(1.) The question in this case is whether the complainant at the time he is said to have been wrongfully confined by the petitioners was protected from arrest by reason of Section 135, Sub-section 2, Civil P.C. It appears that the first petitioner had a civil Court decree outstanding against the complainant. On his application the Munsiff issued a warrant for the complainant's arrest and made over the warrant for execution to petitioner 2 who is a Court peon. It is a common ground that the petitioner was arrested on his way from the Munsif's Court at Tejpur to the Tejpur Local Board Office at 4 p.m. on 27 June 1931. It appears that on that day two civil suits to which the complainant was a party were on the list for hearing in the Munsiff's Court at Tejpur. The complainant had accordingly gone to the Court in connexion with the suits and had a consultation with his pleader. The 27 June was a Saturday and the latest hour at which it is suggested the Court was actually sitting was 3 p.m. It has been found as a fact that the complainant when he was arrested explained to the petitioners that he was going to the Court in connexion with two suits and that he could not be arrested on a civil Court process. Therefore no question can arise of the petitioners having no notice of the business which had taken the complainant to Court on that date.
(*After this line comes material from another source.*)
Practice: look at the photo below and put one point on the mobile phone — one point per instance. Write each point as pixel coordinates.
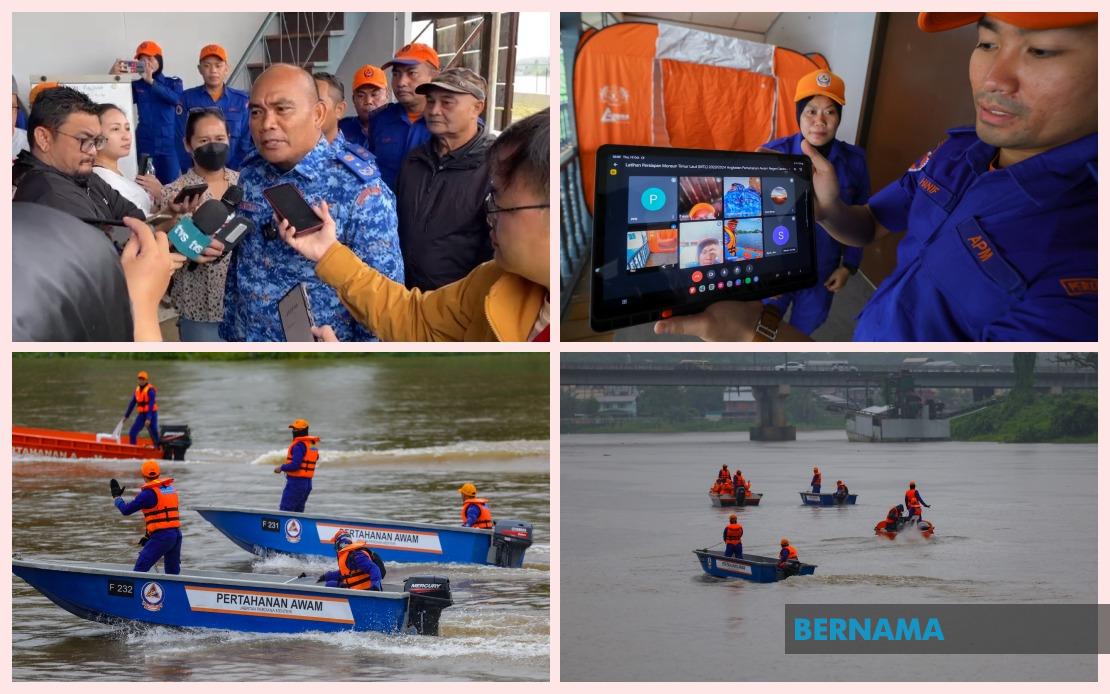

(2.) Although I consider that a reasonably wide construction must be given to Section 135, Sub-section 2, Civil P.C., and that it is not the intention of the legislature that a person holding a warrant of arrest on a civil Court process should be able to pounce upon a person against whom the warrant has been issued the moment the Court, that the person has been attending, rises for the day. I do not think, however, that it clearly appears that the complainant in this case is covered by the subsection. He certainly was not going to the tribunal when he was arrested; nor can it be that he was at the time attending such a tribunal for the purpose of a matter pending before it. To my mind when he was on his way from the tribunal to the Local Board Office at least an hour after the Munsif had concluded the business of the day he could not be said attending the tribunal at all. No explanation is furnished how he occupied himself in the interval and simply from the facts that the Local Board Office is in the same compound as the Munsif's Court and he was on his way from the Munsif's Court an hour after the Munsif had risen I cannot draw the conclusion that he could at the time he described as attending the Court.
(3.) It is not said that he was returning from the tribunal and there is no evidence that the Local Board Office is on the way from the Court to his residence. As I have said I should be sorry to read Section 135 in a narrow fashion and to hold that the slightest deviation for the purpose of business or refreshment robs a party to a litigation of the protection which Sub- section 2 gives him. The facts here seem to me to be too meagre to admit of my holding that there is evidence on which it can be safely said that the complainant when he was arrested was attending the Munsif's Court for the purpose of a litigation to which he was a party.